In a largely behind-the-scenes career that spanned more than five decades, Ella Josephine Baker worked with many famous civil rights leaders including the Rev. Martin Luther King, Jr., Thurgood Marshall and A. Philip Randolph. In 1957, King’s request, she became Executive Director of the Southern Christian Leadership Conference.
Mildred Loving (1939 – 2008)

“I am proud that Richard’s and my name is on a court case that can help reinforce the love, the committment, the fairness, and the family that so many people black or white, young or old, gay or straight seek in life.
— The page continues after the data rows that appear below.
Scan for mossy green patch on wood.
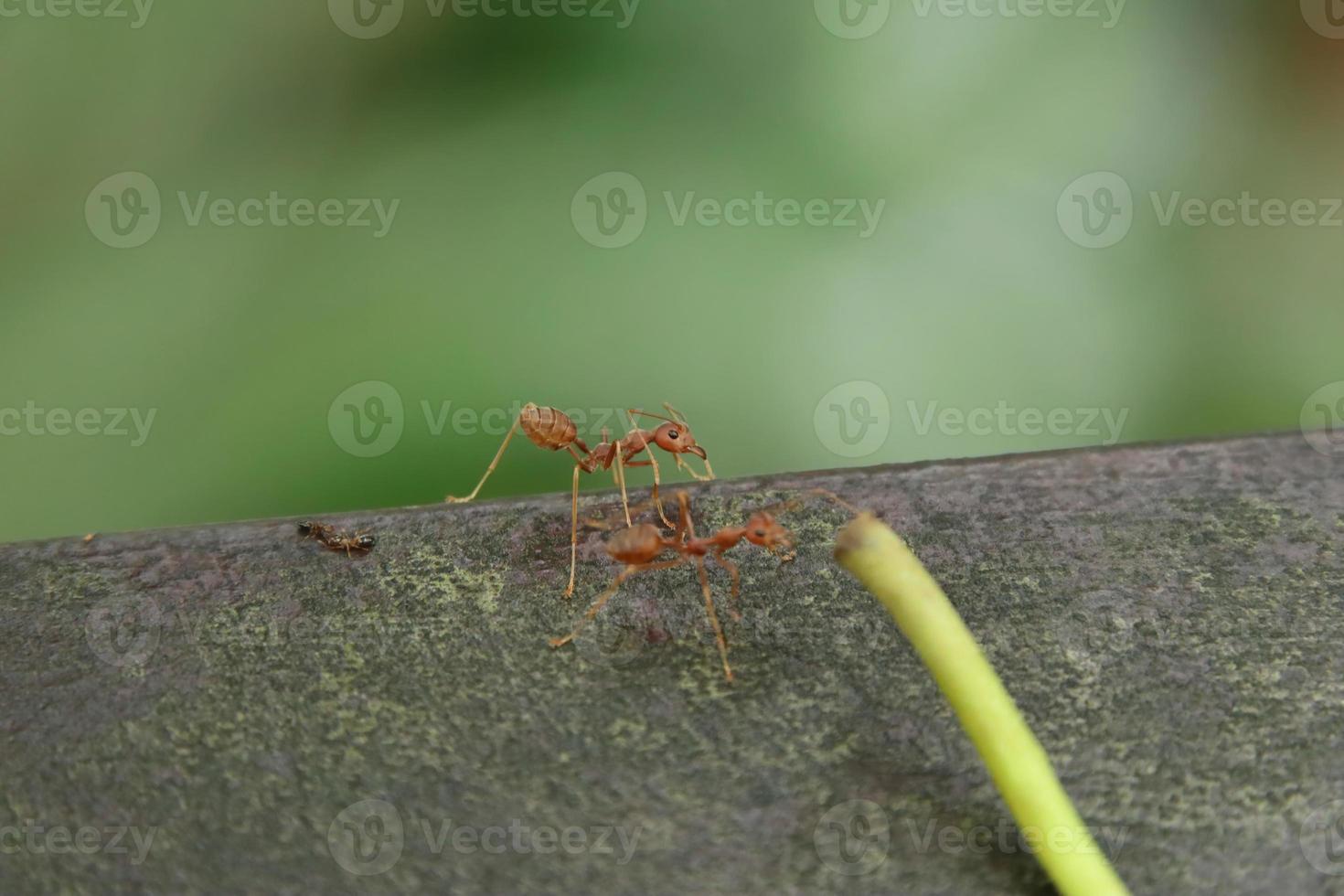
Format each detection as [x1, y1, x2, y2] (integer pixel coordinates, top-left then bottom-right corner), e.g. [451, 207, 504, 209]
[0, 438, 1344, 893]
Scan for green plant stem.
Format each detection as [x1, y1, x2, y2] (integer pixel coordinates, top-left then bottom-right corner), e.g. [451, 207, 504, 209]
[836, 513, 1127, 896]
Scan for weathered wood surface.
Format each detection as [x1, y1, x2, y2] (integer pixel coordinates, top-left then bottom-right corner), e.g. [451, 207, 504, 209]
[0, 437, 1344, 896]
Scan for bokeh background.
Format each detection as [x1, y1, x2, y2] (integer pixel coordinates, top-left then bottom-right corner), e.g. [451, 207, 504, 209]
[0, 0, 1344, 540]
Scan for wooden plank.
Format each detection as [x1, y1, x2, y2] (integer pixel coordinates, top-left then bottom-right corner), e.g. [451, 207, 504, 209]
[0, 437, 1344, 895]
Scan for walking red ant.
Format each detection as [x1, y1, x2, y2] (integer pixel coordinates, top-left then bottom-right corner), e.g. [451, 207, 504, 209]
[446, 401, 714, 598]
[549, 492, 795, 681]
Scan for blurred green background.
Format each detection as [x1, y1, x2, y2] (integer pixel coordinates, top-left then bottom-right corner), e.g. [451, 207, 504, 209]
[0, 0, 1344, 540]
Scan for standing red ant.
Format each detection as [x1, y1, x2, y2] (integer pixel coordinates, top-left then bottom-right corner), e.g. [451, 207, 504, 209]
[549, 492, 795, 681]
[446, 401, 714, 598]
[298, 520, 378, 556]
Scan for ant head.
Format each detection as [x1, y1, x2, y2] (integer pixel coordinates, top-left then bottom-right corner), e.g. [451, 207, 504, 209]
[653, 423, 709, 461]
[606, 523, 667, 564]
[746, 510, 793, 560]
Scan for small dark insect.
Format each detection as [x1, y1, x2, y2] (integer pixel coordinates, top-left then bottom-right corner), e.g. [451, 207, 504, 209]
[298, 520, 378, 556]
[298, 520, 340, 541]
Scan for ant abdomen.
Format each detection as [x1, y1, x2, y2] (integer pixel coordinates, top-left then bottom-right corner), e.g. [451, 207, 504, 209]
[518, 403, 580, 452]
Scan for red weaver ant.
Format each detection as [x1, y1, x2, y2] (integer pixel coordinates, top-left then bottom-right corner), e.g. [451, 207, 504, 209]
[549, 492, 795, 681]
[446, 401, 714, 598]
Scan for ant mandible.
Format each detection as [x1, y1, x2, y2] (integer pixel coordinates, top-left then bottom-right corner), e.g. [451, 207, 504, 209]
[446, 401, 714, 598]
[549, 492, 795, 681]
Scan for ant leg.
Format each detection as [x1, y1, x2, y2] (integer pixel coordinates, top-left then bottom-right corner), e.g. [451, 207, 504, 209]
[714, 550, 741, 622]
[695, 558, 732, 681]
[549, 558, 684, 647]
[564, 464, 580, 598]
[673, 454, 714, 482]
[581, 496, 653, 532]
[443, 414, 523, 504]
[625, 459, 676, 529]
[625, 410, 672, 529]
[615, 444, 635, 529]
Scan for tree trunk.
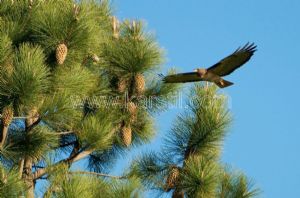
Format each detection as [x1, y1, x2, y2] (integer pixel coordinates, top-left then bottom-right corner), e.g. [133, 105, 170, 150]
[23, 108, 39, 198]
[0, 125, 8, 148]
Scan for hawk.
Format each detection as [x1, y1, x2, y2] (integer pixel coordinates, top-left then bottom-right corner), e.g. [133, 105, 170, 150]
[163, 43, 256, 88]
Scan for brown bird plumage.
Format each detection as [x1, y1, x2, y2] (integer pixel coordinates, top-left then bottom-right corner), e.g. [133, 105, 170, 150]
[163, 43, 256, 88]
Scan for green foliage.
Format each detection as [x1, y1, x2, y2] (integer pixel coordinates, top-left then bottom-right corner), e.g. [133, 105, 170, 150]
[0, 0, 257, 198]
[0, 164, 26, 198]
[78, 111, 115, 151]
[128, 152, 169, 189]
[129, 84, 258, 198]
[166, 85, 231, 161]
[0, 0, 31, 45]
[52, 64, 97, 97]
[31, 0, 109, 64]
[0, 44, 49, 110]
[102, 22, 162, 76]
[0, 33, 12, 64]
[39, 93, 81, 131]
[178, 157, 220, 198]
[142, 69, 182, 113]
[9, 126, 59, 162]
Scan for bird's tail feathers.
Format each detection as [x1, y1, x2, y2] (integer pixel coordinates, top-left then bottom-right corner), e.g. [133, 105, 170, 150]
[215, 79, 233, 88]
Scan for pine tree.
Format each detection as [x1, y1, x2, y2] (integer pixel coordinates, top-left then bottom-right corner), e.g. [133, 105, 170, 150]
[0, 0, 256, 198]
[0, 0, 177, 197]
[129, 85, 259, 198]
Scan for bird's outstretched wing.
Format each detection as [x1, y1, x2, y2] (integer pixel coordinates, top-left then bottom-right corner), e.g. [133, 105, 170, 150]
[162, 72, 203, 83]
[207, 43, 256, 76]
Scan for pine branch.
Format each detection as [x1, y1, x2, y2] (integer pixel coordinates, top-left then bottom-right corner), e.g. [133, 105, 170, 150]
[55, 131, 75, 135]
[69, 171, 127, 179]
[33, 150, 94, 180]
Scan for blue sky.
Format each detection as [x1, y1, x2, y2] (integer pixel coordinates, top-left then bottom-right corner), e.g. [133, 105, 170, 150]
[113, 0, 300, 198]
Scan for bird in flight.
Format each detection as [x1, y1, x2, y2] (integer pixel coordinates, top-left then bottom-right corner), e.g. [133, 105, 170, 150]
[163, 43, 256, 88]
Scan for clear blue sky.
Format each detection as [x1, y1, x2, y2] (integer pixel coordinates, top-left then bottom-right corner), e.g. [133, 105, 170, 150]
[113, 0, 300, 198]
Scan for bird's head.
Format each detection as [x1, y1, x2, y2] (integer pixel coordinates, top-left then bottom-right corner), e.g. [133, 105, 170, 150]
[194, 68, 207, 78]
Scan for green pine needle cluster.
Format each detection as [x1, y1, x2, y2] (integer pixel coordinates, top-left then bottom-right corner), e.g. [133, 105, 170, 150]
[129, 84, 259, 198]
[0, 0, 258, 198]
[0, 0, 178, 197]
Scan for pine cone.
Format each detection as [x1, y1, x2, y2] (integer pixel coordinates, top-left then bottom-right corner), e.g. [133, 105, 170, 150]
[92, 54, 100, 63]
[56, 43, 68, 65]
[172, 190, 184, 198]
[122, 126, 132, 147]
[118, 79, 127, 93]
[127, 102, 138, 122]
[165, 167, 180, 192]
[135, 74, 145, 95]
[2, 106, 14, 127]
[112, 16, 120, 39]
[5, 63, 14, 76]
[26, 107, 39, 126]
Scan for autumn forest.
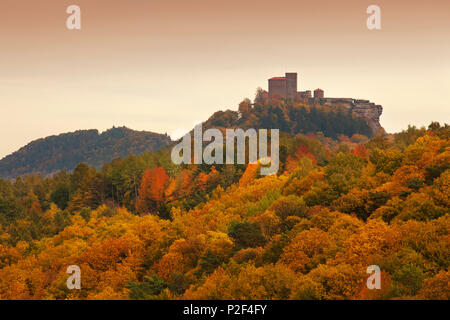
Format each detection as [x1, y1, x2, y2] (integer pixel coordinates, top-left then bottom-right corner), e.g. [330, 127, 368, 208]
[0, 102, 450, 300]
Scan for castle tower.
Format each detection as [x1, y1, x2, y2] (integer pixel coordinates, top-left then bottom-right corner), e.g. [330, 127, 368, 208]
[285, 72, 297, 99]
[269, 77, 286, 99]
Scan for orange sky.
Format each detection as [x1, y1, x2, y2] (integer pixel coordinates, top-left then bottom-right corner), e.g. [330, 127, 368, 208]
[0, 0, 450, 157]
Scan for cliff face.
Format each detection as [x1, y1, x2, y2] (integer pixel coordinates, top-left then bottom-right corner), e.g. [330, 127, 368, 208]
[324, 98, 384, 135]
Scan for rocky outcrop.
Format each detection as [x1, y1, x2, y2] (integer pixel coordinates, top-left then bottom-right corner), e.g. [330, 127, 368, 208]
[324, 98, 384, 135]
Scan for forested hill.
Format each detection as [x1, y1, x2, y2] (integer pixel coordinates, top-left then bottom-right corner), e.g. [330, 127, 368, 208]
[204, 100, 372, 139]
[0, 127, 171, 179]
[0, 99, 376, 179]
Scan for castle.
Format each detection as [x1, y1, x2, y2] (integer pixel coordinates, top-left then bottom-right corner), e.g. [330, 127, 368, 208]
[268, 72, 324, 104]
[263, 72, 383, 133]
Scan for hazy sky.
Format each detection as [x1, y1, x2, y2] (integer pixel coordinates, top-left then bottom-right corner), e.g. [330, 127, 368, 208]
[0, 0, 450, 158]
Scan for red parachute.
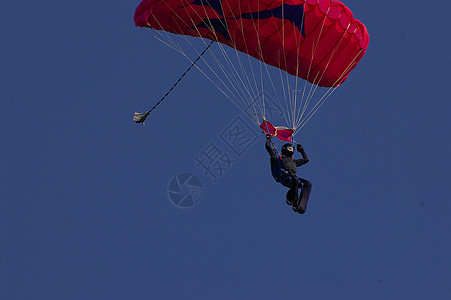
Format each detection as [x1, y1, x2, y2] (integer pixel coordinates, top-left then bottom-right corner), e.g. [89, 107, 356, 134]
[134, 0, 369, 141]
[134, 0, 369, 87]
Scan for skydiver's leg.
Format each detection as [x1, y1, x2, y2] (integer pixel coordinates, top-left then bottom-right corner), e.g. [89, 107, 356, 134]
[286, 188, 295, 206]
[297, 178, 312, 214]
[288, 176, 300, 211]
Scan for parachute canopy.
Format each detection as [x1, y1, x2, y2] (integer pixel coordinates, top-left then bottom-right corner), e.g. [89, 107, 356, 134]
[134, 0, 369, 87]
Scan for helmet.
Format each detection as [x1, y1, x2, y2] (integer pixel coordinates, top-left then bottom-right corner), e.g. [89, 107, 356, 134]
[282, 143, 294, 157]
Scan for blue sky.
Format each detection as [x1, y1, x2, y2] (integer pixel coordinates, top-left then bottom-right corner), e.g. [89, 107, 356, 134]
[0, 0, 451, 299]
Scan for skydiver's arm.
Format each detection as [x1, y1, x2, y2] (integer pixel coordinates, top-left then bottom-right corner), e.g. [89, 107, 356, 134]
[265, 135, 277, 158]
[296, 144, 309, 167]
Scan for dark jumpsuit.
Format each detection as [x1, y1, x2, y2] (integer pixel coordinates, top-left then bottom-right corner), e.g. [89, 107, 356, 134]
[265, 138, 312, 213]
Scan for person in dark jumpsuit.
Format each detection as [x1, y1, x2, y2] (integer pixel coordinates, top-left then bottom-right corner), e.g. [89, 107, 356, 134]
[265, 134, 312, 214]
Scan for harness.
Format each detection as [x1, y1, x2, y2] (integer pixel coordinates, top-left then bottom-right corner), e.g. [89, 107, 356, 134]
[271, 156, 289, 182]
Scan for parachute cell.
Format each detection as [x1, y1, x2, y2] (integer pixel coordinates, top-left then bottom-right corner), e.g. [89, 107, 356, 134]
[134, 0, 369, 87]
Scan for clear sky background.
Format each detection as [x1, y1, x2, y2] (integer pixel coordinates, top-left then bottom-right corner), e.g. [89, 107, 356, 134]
[0, 0, 451, 299]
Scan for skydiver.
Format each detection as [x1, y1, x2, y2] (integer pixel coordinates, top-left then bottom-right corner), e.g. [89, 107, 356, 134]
[265, 134, 312, 214]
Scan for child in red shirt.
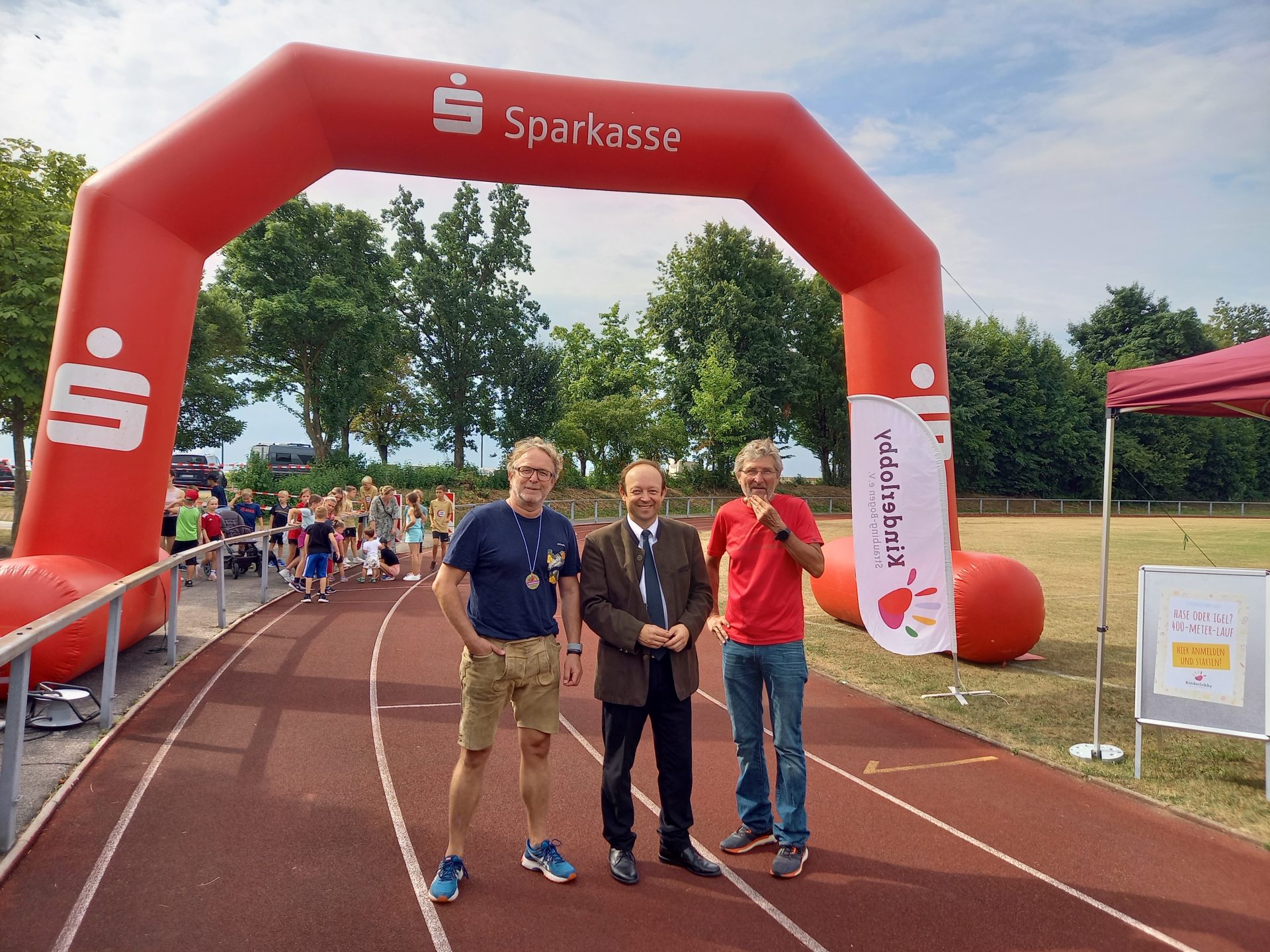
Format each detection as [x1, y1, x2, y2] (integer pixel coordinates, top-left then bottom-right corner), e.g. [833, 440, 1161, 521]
[198, 496, 224, 581]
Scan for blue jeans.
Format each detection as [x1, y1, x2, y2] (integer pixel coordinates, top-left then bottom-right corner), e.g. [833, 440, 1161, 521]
[722, 640, 808, 847]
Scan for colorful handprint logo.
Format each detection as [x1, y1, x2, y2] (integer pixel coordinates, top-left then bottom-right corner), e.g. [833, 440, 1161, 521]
[878, 569, 944, 639]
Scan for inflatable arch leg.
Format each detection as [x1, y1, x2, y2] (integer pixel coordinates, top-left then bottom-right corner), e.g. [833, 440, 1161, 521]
[0, 43, 1041, 695]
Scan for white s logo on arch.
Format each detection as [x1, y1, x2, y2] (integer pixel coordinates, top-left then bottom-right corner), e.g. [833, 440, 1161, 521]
[432, 72, 485, 136]
[44, 327, 150, 452]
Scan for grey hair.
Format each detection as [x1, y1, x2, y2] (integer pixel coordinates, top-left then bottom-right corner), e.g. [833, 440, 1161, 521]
[507, 436, 564, 476]
[732, 439, 785, 477]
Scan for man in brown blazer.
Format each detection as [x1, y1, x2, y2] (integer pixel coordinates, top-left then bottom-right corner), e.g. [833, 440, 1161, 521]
[581, 459, 722, 885]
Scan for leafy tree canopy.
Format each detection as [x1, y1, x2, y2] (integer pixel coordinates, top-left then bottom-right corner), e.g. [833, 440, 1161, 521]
[384, 182, 548, 468]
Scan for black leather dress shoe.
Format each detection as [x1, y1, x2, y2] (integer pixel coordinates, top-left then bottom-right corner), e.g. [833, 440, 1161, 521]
[609, 849, 639, 886]
[660, 843, 722, 876]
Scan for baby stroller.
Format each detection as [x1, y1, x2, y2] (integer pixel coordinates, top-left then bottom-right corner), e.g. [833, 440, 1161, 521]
[221, 519, 263, 579]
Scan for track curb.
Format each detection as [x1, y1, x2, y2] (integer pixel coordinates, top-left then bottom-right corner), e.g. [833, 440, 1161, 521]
[827, 668, 1270, 850]
[0, 592, 290, 886]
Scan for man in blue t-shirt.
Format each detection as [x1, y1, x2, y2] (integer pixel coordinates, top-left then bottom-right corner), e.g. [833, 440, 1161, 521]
[428, 436, 581, 902]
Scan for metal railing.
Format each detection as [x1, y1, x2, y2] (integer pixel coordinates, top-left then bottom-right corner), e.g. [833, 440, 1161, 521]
[454, 496, 1270, 523]
[0, 526, 327, 853]
[958, 496, 1270, 518]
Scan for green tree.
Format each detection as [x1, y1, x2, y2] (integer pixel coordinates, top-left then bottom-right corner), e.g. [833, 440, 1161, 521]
[551, 303, 689, 480]
[689, 330, 754, 483]
[494, 342, 564, 447]
[217, 194, 402, 459]
[1068, 284, 1229, 499]
[353, 353, 428, 463]
[644, 222, 805, 443]
[1208, 297, 1270, 346]
[1067, 283, 1214, 371]
[174, 284, 247, 450]
[788, 274, 851, 485]
[0, 138, 94, 538]
[384, 182, 548, 468]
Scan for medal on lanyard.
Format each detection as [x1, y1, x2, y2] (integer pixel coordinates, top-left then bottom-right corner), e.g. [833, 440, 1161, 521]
[512, 509, 542, 592]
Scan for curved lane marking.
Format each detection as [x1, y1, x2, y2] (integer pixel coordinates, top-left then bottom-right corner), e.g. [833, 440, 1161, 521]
[371, 573, 451, 952]
[696, 690, 1199, 952]
[54, 600, 302, 952]
[560, 715, 828, 952]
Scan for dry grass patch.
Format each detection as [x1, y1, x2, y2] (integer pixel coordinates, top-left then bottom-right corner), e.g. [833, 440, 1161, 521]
[702, 516, 1270, 847]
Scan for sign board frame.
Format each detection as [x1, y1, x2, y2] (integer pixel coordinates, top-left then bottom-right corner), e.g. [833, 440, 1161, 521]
[1133, 565, 1270, 799]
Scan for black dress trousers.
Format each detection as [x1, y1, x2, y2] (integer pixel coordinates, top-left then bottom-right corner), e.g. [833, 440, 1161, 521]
[599, 655, 692, 849]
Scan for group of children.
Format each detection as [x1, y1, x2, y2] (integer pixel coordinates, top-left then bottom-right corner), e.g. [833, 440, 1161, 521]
[171, 489, 261, 588]
[171, 476, 454, 602]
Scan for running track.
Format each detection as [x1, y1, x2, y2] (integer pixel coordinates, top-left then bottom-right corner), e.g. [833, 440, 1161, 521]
[0, 525, 1270, 952]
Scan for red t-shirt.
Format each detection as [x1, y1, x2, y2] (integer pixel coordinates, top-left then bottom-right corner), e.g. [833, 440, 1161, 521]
[202, 513, 221, 538]
[706, 493, 824, 645]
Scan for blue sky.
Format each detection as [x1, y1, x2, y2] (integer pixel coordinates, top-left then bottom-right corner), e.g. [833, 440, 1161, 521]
[0, 0, 1270, 475]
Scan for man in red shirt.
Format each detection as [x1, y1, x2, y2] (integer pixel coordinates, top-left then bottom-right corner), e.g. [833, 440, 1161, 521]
[706, 439, 824, 879]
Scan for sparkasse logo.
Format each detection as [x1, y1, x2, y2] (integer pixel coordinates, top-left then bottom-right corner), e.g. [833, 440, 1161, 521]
[432, 72, 682, 152]
[432, 72, 485, 136]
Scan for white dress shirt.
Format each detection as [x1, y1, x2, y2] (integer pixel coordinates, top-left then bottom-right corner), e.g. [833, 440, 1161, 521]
[626, 513, 673, 628]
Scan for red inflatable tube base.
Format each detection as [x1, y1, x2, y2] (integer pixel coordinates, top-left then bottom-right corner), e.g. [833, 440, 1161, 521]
[812, 537, 1045, 664]
[0, 552, 167, 697]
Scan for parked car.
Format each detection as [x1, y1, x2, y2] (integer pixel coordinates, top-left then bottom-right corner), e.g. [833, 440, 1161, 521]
[171, 453, 225, 487]
[251, 443, 318, 476]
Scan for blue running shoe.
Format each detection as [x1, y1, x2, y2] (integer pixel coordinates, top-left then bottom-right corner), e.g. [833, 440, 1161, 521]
[521, 839, 578, 882]
[428, 855, 471, 902]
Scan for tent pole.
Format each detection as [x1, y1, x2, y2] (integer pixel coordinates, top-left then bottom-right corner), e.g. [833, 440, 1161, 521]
[1070, 407, 1124, 763]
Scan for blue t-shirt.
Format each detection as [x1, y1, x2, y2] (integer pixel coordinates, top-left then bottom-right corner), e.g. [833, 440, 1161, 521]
[444, 501, 579, 641]
[233, 501, 261, 532]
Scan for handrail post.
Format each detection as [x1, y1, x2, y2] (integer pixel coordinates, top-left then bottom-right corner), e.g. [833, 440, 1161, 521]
[167, 563, 181, 668]
[0, 650, 30, 852]
[257, 532, 268, 606]
[214, 542, 225, 628]
[97, 592, 123, 734]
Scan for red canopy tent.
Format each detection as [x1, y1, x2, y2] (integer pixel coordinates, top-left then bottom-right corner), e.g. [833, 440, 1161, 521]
[1107, 337, 1270, 420]
[1071, 337, 1270, 764]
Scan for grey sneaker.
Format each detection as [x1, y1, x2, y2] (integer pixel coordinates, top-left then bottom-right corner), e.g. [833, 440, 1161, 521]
[719, 824, 776, 853]
[772, 843, 806, 880]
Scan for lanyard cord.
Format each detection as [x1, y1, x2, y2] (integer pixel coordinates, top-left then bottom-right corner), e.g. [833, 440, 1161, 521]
[508, 506, 542, 575]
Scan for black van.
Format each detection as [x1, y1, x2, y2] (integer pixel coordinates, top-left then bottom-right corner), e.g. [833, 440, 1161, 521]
[251, 443, 318, 476]
[171, 453, 225, 487]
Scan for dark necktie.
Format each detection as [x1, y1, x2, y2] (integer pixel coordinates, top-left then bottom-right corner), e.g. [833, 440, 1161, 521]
[640, 530, 667, 661]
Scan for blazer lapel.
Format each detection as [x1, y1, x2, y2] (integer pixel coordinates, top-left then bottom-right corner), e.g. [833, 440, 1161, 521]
[617, 519, 648, 621]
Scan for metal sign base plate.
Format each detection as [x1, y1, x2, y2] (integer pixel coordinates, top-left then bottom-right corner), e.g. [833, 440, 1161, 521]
[1068, 744, 1124, 764]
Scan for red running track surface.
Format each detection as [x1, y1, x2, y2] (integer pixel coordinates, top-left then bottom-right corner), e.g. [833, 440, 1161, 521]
[0, 523, 1270, 952]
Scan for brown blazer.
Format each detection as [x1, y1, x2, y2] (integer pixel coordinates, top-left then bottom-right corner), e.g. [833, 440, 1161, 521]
[580, 518, 714, 706]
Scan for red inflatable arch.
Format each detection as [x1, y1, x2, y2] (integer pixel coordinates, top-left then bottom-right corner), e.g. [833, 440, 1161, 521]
[0, 44, 1030, 682]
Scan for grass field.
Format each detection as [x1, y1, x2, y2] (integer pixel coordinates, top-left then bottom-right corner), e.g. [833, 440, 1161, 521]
[702, 516, 1270, 848]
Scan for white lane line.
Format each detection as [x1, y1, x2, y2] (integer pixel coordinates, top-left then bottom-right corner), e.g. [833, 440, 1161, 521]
[380, 700, 462, 711]
[560, 715, 828, 952]
[697, 690, 1198, 952]
[371, 573, 450, 952]
[54, 602, 301, 952]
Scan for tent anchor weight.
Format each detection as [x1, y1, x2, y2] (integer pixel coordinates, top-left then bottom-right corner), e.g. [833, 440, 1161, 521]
[922, 684, 995, 707]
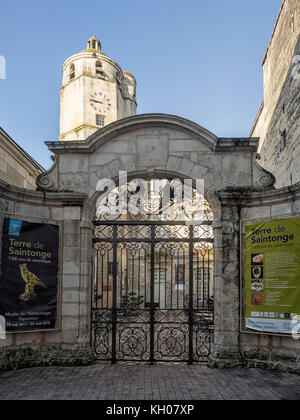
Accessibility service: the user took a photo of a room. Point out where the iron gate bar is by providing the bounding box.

I support the freedom to marry for all. That’s what Loving and loving are all about.”
Loving was thrust into the civil rights movement when she and her husband, who was white, were arrested by the sheriff of Central Point, Va., for violating Virginia’s Racial Integrity Act of 1924. The landmark 1967 Supreme Court decision in their case struck down antimiscegenation laws still on the books in 16 states.
Dorothy Height (1912 – 2010)

“Greatness is not measured by what a man or woman accomplishes but by the opposition he or she has overcome to reach his goals.” “A Negro woman has the same kind of problems as other women, but she can’t take the same things for granted.”
Height was “both the grande dame of the civil rights era and its unsung heroine,” as the New York Times once put it. The longtime president of the National Council of Negro Women and a prize-winning orator, she was a key organizer of the 1963 March on Washington. (Her male counterparts, however, allowed no women to speak that day.
Well this exploration into our collective past has been so eye-opening for me. I hope you enjoyed reading it as much as I enjoyed writing it. Let me know your thoughts and let’s keep the conversation going!